Talent creates data gravity. The ability to innovate depends on talented people accessing and collaborating on the same data. Analysts talk about data analytics as if its the coming of the new industrial revolution.
The highest kudos in my career? I once had a CEO of a publicly-traded company thank me for bringing the organization out of the stone ages. What exactly did I do to receive such high praise? The company was a collection of engineering subsidiaries. On paper, the products complimented each other. However, the business units couldn’t leverage the synergies because of the engineering design in silos.
One engineering group worked out of St. Louis and the other out of Chicago. I implemented an MPLS network enabling distributed collaboration on engineering drawings. The project led to the capability of new product creation.
This experience was early in my IT architecture career. It was the first experience where I learned IT could truly power the business. The base capability of enabling collaboration over distance is one of the fundamental drivers for providing value. Talent is the one thing heavier than data. Consolidating the engineering staff to a single location wasn’t a possibility. Moving the data was a lighter shift.
At Cloud Field Day 6, I heard from a company focused on reducing the mass of talent – Hammerspace.
Importance of Meta Data
The Holy Grail of data collaboration is the ability to provide data instantly to anyone needing that data. You can’t beat the speed of light. But a critical challenge in collaboration around information is understanding what data you have and where that data exists. We’ve written extensively about the topic when discussing data protection and data management companies. We did a recent video with Commvault talking about some of the use cases and the capabilities of their Activate product in regards to metadata.
Over the years, I’ve had a bias toward solutions that virtualized data. Many of the business challenges I’ve faced deals with the inability to share data across a vast geographic region efficiently. The example above is a case in point. The solution was relatively simple. I installed what at the time was high-bandwidth WAN technology and enabled SMB sharing over that connection. However, the pace of data growth over the period has accelerated.

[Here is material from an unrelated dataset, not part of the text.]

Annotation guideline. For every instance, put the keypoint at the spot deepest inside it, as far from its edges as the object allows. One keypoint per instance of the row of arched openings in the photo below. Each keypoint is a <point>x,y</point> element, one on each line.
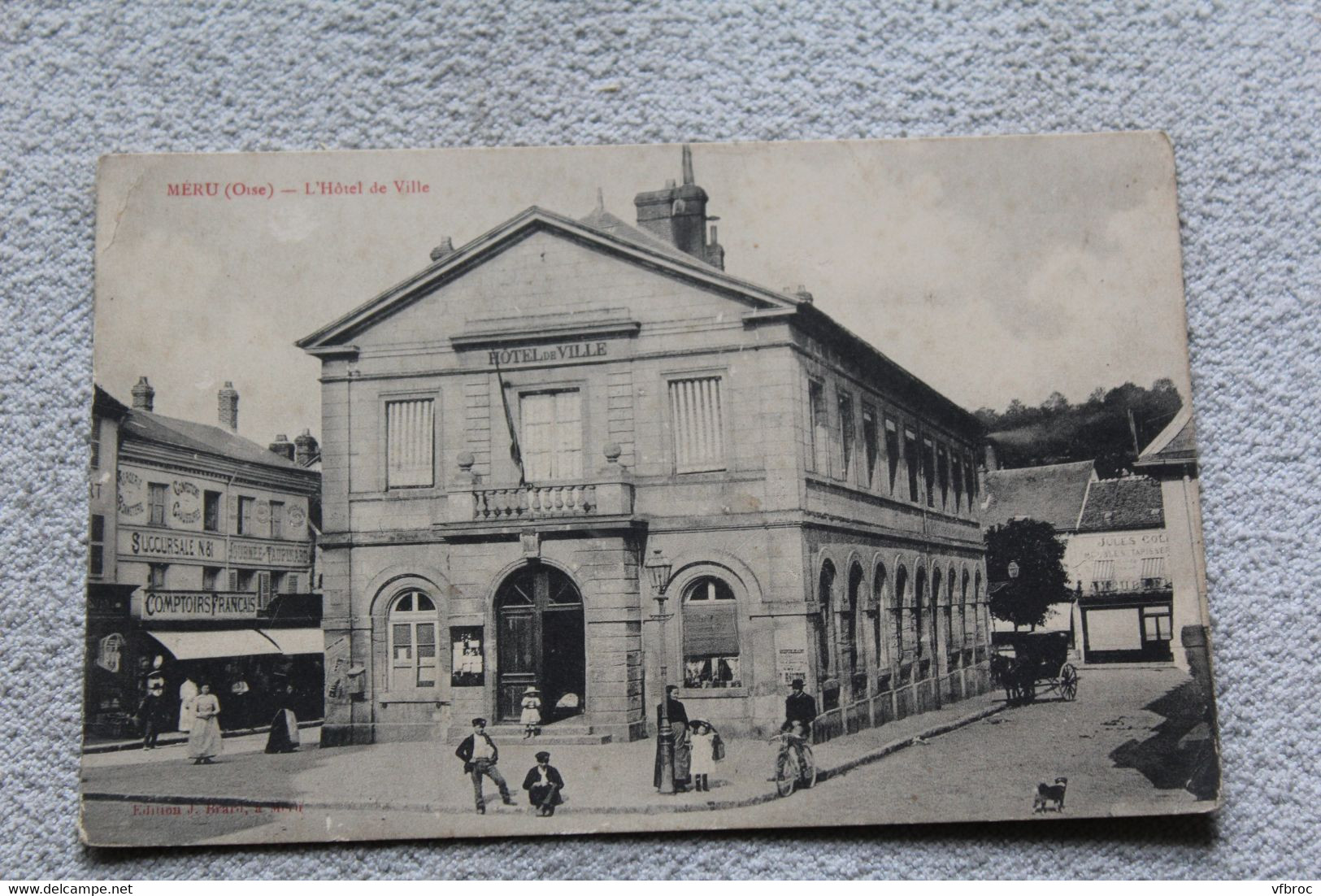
<point>908,617</point>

Fast forward to my last big data challenge a few years ago. I worked for a global pharmaceutical with research facilities spread across the world and partnerships with industry-leading public research institutions. It’s not difficult to imagine the amount of data that needed to be shared across the organization, let alone considering the challenges with collaborating with outside researchers. Research by MIT Sloan shows that digitally mature organizations are more likely to have partnerships with external partners.
A potential solution to the problem of sharing data across broad geographic regions is data virtualization via a global namespace. One of the central challenges I’ve encountered in solving the problem of collaboration is identifying the location of data needed to be accessed. How does a data scientist identify a data set closest to their compute? Add to that the desire to collaborate with an external partner.
This elemental challenge is where solutions such as Hammerspace come into play. Hammerspace ingests all of your unstructured data. You can organize it in a single namespace and then present it via standard protocols such as SMB and NFS.
A scientist working against DNA scans in Oregon is working on the same set of data that a clinical researcher is using in Chicago. Hammerspace doesn’t magically reduce the access time to that data. That trick is left to a product from Lucidlink, another Cloud Field Day 6 presenter.
Solutions such as Hammerspace highlight the importance of closing the gap of geographically dispersed talents. There are other non-technology challenges, such as cultural and data sovereignty. Data insights are a great value add to your existing capability. Don’t forget the ability for talented people to identify and access data that exists in your organization.